Los últimos combates, los más desesperados, son los más encarnizados. El 27, Belleville es bombardeada y el cementerio de Père-Lachaise, en Ménilmontant, es teatro de sangrientos enfrentamientos cuerpo a cuerpo, al final de los cuales 147 comuneros son fusilados. El 28, los combates paran al final del día. La Comuna ha sido vencida.

El balance de esta carnicería varía mucho según las fuentes, pero parece encontrarse entre las 20.000 y las 30.000 víctimas —París tenía un millón y medio de habitantes—. Hubo después una serie de juicios con más de 10.000 condenas. 5.000 comuneros, entre ellos la anarquista Louise Michel, fueron deportados a Nueva Caledonia. Muchas figuras de la Comuna escaparon a tiempo de las balas de los verdugos y se refugiaron en el extranjero. En 1880, un gobierno menos reaccionario aprobó una ley de amnistía y los exiliados pudieron volver, y algunos de ellos jugaron un papel de primer orden en la vida política y cultural.

En cuanto a Courbet, fue delegado de Bellas Artes de la Comuna, y como tal presidió la demolición de la columna Vendôme, en el centro de París. Ese espantoso monumento había sido erigido por Napoleón I en su propia gloria y fundido con el bronce de los cañones de Austerlitz.

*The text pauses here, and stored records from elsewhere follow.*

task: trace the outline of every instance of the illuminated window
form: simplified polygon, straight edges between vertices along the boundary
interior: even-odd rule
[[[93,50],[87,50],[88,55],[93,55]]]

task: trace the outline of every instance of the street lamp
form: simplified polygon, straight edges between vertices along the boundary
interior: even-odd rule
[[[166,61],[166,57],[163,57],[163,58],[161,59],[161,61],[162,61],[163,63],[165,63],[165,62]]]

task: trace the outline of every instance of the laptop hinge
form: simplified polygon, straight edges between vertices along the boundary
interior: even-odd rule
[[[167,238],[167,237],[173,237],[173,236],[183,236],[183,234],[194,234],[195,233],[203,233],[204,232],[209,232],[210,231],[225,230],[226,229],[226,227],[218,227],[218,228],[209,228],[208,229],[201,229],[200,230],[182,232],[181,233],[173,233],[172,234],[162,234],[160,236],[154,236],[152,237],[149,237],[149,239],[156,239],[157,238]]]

Es a la vez como esteta y como amigo de la libertad que Courbet propuso su destrucción, que se produjo menos de una semana antes del principio de la Semana Sangrienta, conforme al siguiente decreto:

La Comuna de París, considerando que la columna imperial de la plaza Vendôme es un monumento de barbarie, un símbolo de fuerza bruta y de falsa gloria, una afirmación del militarismo, una negación del derecho internacional, un insulto permanente de los vencedores hacia los vencidos, un atentado perpetuo a uno de los grandes principios de la República francesa, la fraternidad, decreta:

Artículo único. La columna Vendôme será demolida.

El autor de El origen del mundo fue condenado a reembolsar los gastos de la reconstrucción de la columna verdusca, pero murió en 1877, antes de haber pagado la primera de las 33 cuotas de 10.000 francos que debía a una república copiosamente bautizada con la sangre de los pobres, y que honra a los tiranos y a los asesinos.